Every writer writes because he has a message he wishes to convey. This is not to say that every story, like an Aesop’s fable, has a moral to it. The author’s message may be the story itself (which, presumably, is the message of Carroll’s “Snark”[4]). Or his message may be a piece of information or an idea or even a joke. Related to the message is the author’s purpose in conveying the message. His purpose may be to entertain us, to inform us, or to convince us. His purpose will lead him to choose his message and to shape it. If his purpose is to humor us, he will choose a story or joke that he feels is funny. If he decides that adding a few lines or rearranging some lines will make his message more effective, he will make those changes. The final product may not be funny at all—at least, we may not think so. But that’s not the point. The point is, he chose the story and he made the changes because he thought it would fulfill his purpose. In short, anomalies may appear in a work because the author thought those anomalies would help him to convey his message.
Look, for example, at what Alexander Pope does in his famous Essay on Criticism. During his sermonizing on how in poetry “the sound must seem an Echo to the sense,” he says,
When Ajax strives some rock’s vast weight to throw,
The line too labors, and the words move slow.
Most of his poem flows along in a steady iambic rhythm.

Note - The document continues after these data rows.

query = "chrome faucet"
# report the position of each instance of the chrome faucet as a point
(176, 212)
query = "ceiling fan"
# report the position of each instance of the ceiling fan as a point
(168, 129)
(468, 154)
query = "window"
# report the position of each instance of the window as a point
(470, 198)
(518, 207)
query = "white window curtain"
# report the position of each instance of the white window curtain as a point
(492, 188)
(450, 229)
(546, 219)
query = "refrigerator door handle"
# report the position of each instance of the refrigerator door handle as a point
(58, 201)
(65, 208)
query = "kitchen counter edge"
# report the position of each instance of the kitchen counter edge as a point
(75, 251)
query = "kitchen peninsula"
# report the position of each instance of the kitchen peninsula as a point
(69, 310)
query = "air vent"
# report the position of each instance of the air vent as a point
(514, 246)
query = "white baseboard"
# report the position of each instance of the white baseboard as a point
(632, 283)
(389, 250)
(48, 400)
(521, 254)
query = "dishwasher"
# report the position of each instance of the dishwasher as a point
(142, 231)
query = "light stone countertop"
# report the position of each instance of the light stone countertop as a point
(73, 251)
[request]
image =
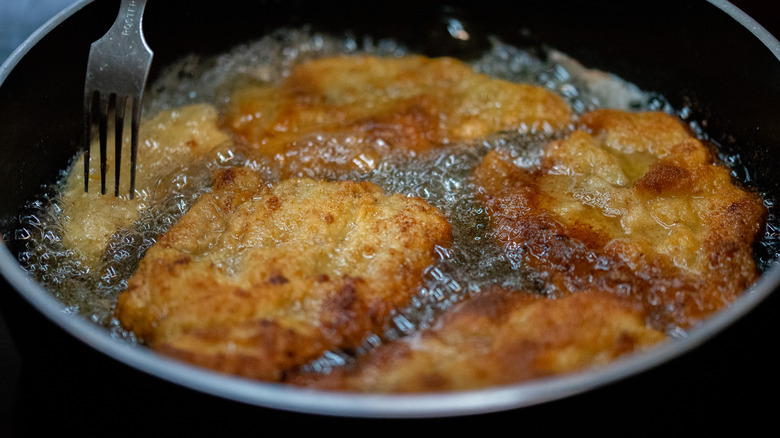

This last line, however, breaks that rhythm. Is this evidence of multiple authorship? Is this evidence that a lesser poet added his own material to Pope’s original poem? Not at all. Pope is merely practicing what he preaches. In the words of one set of scholars, “The slight pauses before and after ‘too’ and the pause after ‘labors’ serve to slow the line down, and slowness is what Pope is talking about.”[5]
Or look again at what he does only a few lines earlier when he deprecates predictable poetry:
Then, at the last and only couplet fraught
With some unmeaning thing they call a thought,
A needless Alexandrine ends the song
That, like a wounded snake, drags its slow length along.
The first three lines, as well as the lines in the rest of the poem, are written in iambic pentameter: they are each five feet long. But this last line is in iambic hexameter: it is six feet long. It even looks longer than the other lines of the poem. Again, is this evidence of multiple authorship? Again, no. An Alexandrine is a poetic line written in iambic hexameter. Pope deliberately uses an Alexandrine to satirize the needless Alexandrines of other poets. His satiric wit stands out because the line itself, with its extra foot, stands out.
Pope’s anomalies helped the author to fulfill his purpose and convey his message. The anomalies in the Pentateuch were intended to do the same. This is not to say that every anomaly identified by the documentarians is a real anomaly. Before we can hear the message of the Pentateuch, we need to determine which anomalies are real and which are mere illusions.
[1] David J.A. Clines, “Introduction to the Biblical Story: Genesis-Esther,” in James L. Mays, ed., Harper’s Bible Commentary (San Francisco: Harper and Row, Publishers, 1988), 83.
[2] Bruce Vawter, On Genesis (Garden City, NY: Doubleday and Company, Inc., 1977), 23.
[3] Wrote, 216.
[4] This is precisely the view taken by Michael Holquist in his “What is a Boojum? Nonsense and Modernism,” Yale French Studies, XLIII (1969), 145-164, reprinted in Gray, 402-418.
[5] Sylvan Barnet, Morton Berman, and William Burto, An Introduction to Literature, 2nd edition (Boston: Little, Brown and Company, Inc., 1963), 363.